Chapter 24: Taekwondo in the United States
American Contribution to Taekwondo
By the 1980s, American Taekwondo martial artists began to resent the continued dominance of both Korean and Japanese instructors in the United States. They felt the oriental principle of loyalty to the head of a style limited the growth possibilities of Taekwondo in America.
Oriental martial artists demand absolute loyalty to a single art to preserve the art, honor the instructors, and to preserve and increase their personal power base. Oriental students often sample different styles while children and concentrate on one style by their teenage years, building a strong loyalty to the style. American martial artists do not feel this loyalty to a particular style; they want to experiment. Americans martial artists do not believe a single martial art may encompass all aspects of the fighting arts, so they began to borrow techniques from many different fighting styles and form their own styles.

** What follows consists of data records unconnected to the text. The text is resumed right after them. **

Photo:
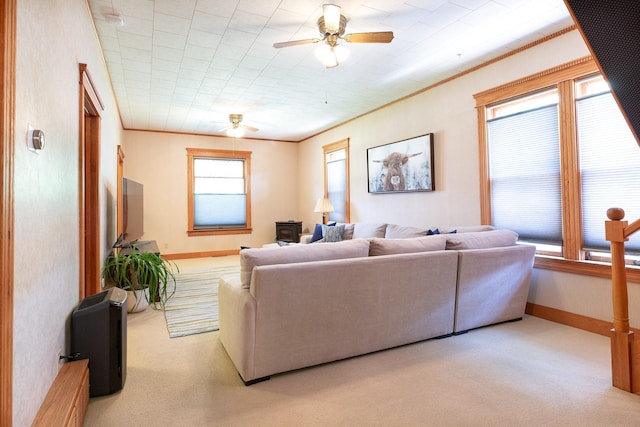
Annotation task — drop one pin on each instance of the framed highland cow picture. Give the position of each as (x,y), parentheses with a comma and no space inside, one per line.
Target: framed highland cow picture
(401,166)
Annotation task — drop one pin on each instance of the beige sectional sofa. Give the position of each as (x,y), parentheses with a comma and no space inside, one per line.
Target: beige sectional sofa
(297,306)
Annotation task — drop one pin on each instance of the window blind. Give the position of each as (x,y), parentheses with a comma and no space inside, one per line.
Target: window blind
(609,169)
(524,166)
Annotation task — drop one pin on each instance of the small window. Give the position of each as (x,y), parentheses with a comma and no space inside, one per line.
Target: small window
(219,192)
(336,179)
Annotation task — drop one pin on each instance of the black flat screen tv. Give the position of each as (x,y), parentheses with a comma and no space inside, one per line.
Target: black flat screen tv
(132,213)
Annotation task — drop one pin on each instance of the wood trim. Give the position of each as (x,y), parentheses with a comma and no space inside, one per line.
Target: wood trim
(335,146)
(231,154)
(569,164)
(89,185)
(483,155)
(120,174)
(7,130)
(68,398)
(578,68)
(589,324)
(188,255)
(583,267)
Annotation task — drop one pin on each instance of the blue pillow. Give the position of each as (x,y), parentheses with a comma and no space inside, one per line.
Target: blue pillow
(332,233)
(437,231)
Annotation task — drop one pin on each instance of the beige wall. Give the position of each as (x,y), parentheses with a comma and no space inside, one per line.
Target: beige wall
(159,162)
(53,37)
(448,111)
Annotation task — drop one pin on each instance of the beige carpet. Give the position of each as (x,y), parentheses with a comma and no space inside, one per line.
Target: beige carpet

The American contribution to Taekwondo came primarily from the American tournament scene. In the early 1960s, American martial artists generally fought from a stationary position using 80 percent hand techniques and 20 percent foot techniques. Kicks were usually at abdomen level or lower and few fighters would kick using their lead leg. The standard kicks were front kicks or roundhouse kicks off the back leg. The counter reverse punch and the step-through lunge punch were the standard hand techniques. Open tournament competitors in the same period (1962-1964) were better kickers, but their hand techniques were primitive (overhead knife-hand strike, etc.) and they fought from a stationary stance, with no footwork. Counter techniques and combinations were virtually unknown.